Cellphone coverage from huge cell towers will naturally migrate
seamlessly into offices and even homes via Wi-Fi networking. No more
dropped calls in the bathroom.
• End municipal exclusivity deals for cable companies.
TV channels are like voice pipes, part of an era that is about to pass.
A little competition for cable will help the transition to paying for
shows instead of overpaying for little-watched networks. Competition
brings de facto network neutrality and open access (if you don't like
one service blocking apps, use another), thus one less set of
artificial rules to be gamed.
• Encourage faster and faster data connections to our homes and phones.
It should more than double every two years. To homes, five megabits
today should be 10 megabits in 2011, 25 megabits in 2013 and 100
megabits in 2017. These data-connection speeds are technically doable
today, with obsolete voice and video policy holding it back.

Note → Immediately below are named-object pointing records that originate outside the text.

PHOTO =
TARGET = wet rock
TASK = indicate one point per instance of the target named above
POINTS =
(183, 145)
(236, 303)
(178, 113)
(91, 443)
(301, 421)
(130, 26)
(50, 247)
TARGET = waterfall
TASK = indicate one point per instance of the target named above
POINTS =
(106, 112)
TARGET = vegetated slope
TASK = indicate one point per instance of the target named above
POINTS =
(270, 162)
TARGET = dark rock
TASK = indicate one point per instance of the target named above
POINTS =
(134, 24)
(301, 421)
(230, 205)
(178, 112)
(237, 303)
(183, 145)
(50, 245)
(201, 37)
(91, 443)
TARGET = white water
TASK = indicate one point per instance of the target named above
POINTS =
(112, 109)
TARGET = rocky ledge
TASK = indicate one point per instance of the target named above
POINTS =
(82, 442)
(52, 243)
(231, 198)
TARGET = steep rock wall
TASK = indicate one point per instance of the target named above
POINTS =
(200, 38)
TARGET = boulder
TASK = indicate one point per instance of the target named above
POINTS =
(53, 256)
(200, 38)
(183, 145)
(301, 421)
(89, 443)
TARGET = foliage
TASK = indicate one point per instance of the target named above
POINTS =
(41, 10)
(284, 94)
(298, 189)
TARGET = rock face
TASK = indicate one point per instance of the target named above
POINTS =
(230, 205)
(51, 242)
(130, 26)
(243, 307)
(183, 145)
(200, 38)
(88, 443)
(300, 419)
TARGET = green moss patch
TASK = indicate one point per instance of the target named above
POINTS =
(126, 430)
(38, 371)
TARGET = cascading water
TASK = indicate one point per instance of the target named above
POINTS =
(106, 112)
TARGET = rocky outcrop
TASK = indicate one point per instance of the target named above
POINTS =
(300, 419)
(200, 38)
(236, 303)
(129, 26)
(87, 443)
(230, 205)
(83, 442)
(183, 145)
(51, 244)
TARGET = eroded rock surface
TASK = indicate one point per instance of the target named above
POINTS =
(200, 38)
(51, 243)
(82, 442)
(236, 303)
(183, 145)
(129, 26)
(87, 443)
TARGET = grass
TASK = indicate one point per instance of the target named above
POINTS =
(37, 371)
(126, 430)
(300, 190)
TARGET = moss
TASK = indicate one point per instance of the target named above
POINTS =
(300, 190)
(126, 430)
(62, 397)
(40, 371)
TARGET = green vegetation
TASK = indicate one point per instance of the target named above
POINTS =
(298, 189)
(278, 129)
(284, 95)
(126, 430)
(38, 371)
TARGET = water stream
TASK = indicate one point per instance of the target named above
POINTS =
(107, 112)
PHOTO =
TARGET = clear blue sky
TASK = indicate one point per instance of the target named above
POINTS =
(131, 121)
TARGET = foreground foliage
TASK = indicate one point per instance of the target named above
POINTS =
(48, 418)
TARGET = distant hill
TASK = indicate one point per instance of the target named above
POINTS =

Technology doesn't wait around, so it's all going to happen anyway,
but it will take longer under today's rules. A weak economy is not the
time to stifle change.
Data is toxic to old communications and media pipes. Instead, data
gains value as it hops around in the packets that make up the Internet
structure. New services like Twitter don't need to file with the FCC.
And new features for apps like Google
Voice are only limited by the imagination. Mother-in-law location
alerts? Video messaging? Whatever. The FCC better not treat AT&T
and Verizon like Citigroup, GM and the Post Office. Cellphone operators
aren't too big to fail. Rather, the telecom sector is too important to
be allowed to hold back the rest of us.